ByoBlu chiuso, quindi. Messora tenta, entro il 10 aprile, di reperire i fondi per aprire un canale sul digitale terrestre. La raccolta punta a raggiungere il difficilissimo obiettivo di 150mila euro.

Se riusciremo a raggiungere la cifra necessaria entro il 10 aprile, compreremo il canale unico nazionale ed entro i 15 giorni successivi inizieremo a trasmettere in tutte le case. Diversamente valuteremo il da farsi, tutti insieme, come una grande famiglia. La famiglia dei cittadini ancora liberi, che liberi vogliono restare.

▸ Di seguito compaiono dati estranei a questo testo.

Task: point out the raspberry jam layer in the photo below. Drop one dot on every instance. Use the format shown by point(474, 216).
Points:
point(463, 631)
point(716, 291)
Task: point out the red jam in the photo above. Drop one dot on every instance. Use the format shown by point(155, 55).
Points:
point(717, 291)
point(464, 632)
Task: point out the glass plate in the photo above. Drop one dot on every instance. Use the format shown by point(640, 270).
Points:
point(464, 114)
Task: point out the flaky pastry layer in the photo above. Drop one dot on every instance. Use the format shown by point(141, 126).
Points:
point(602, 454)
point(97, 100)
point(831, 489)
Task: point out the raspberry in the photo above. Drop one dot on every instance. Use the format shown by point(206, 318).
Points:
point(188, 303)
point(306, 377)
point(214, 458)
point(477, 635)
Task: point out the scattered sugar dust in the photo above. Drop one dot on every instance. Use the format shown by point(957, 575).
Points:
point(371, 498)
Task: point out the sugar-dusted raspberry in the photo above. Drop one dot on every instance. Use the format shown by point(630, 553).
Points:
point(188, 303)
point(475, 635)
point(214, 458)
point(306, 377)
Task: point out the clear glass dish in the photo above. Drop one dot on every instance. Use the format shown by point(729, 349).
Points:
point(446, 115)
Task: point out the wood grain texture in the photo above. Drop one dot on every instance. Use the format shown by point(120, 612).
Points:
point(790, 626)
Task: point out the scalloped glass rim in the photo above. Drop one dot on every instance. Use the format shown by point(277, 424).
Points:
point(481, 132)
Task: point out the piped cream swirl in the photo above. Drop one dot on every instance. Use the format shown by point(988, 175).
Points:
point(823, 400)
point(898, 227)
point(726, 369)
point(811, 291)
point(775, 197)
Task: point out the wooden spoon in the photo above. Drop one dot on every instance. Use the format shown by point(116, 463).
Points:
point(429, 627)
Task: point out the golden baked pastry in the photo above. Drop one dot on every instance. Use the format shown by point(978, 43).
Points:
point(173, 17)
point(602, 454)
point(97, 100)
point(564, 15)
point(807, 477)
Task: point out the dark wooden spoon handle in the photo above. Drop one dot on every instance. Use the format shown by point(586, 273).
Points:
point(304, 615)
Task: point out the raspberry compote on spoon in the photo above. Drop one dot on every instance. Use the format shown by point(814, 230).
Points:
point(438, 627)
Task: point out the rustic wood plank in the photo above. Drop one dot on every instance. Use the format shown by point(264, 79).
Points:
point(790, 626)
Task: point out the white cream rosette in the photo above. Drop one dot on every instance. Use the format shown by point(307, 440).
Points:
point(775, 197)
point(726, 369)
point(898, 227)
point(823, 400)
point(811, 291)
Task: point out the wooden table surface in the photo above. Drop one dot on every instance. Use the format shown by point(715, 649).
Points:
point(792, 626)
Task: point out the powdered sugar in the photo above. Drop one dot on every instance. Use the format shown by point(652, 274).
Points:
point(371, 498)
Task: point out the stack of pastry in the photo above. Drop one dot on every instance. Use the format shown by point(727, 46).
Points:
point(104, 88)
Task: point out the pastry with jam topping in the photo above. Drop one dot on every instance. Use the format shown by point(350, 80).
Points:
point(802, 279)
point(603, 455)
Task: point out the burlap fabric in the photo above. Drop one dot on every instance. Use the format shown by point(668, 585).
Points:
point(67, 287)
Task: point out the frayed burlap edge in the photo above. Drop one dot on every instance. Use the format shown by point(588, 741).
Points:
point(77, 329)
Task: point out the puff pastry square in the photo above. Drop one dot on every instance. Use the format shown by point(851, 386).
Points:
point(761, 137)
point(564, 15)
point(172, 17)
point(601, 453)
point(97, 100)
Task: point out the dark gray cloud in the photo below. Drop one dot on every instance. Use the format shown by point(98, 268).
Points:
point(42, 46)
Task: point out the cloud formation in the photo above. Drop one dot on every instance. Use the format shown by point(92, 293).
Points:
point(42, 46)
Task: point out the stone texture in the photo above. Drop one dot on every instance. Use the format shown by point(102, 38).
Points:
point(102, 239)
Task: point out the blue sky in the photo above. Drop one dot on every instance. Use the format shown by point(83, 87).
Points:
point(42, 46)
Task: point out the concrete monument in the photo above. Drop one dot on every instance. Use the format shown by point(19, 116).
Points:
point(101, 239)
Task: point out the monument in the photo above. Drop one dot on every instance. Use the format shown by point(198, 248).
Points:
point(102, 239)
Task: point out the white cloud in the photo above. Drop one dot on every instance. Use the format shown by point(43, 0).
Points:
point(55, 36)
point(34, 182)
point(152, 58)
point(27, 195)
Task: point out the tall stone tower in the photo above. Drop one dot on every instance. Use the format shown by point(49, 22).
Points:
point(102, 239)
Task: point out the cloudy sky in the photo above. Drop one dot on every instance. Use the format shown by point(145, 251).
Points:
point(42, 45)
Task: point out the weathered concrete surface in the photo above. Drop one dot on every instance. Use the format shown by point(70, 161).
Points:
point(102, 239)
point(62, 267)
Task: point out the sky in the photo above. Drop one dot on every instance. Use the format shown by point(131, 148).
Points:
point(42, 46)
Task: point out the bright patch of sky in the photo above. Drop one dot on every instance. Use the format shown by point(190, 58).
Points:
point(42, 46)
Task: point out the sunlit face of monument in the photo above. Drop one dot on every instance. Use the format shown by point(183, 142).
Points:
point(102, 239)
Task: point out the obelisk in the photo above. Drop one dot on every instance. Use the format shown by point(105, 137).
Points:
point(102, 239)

ByoBlu può piacere o meno, alcuni contenuti possono risultare discutibili. Ma è lapalissiano sia la più grande fonte di controinformazione – spessissimo corretta – che si sia sviluppata negli ultimi dieci anni. Gioire di quanto accaduto è, di conseguenza, impossibile.

Come è impossibile non dare il nostro supporto all’iniziativa. Dall’attacco potrebbe nascere una clamorosa opportunità.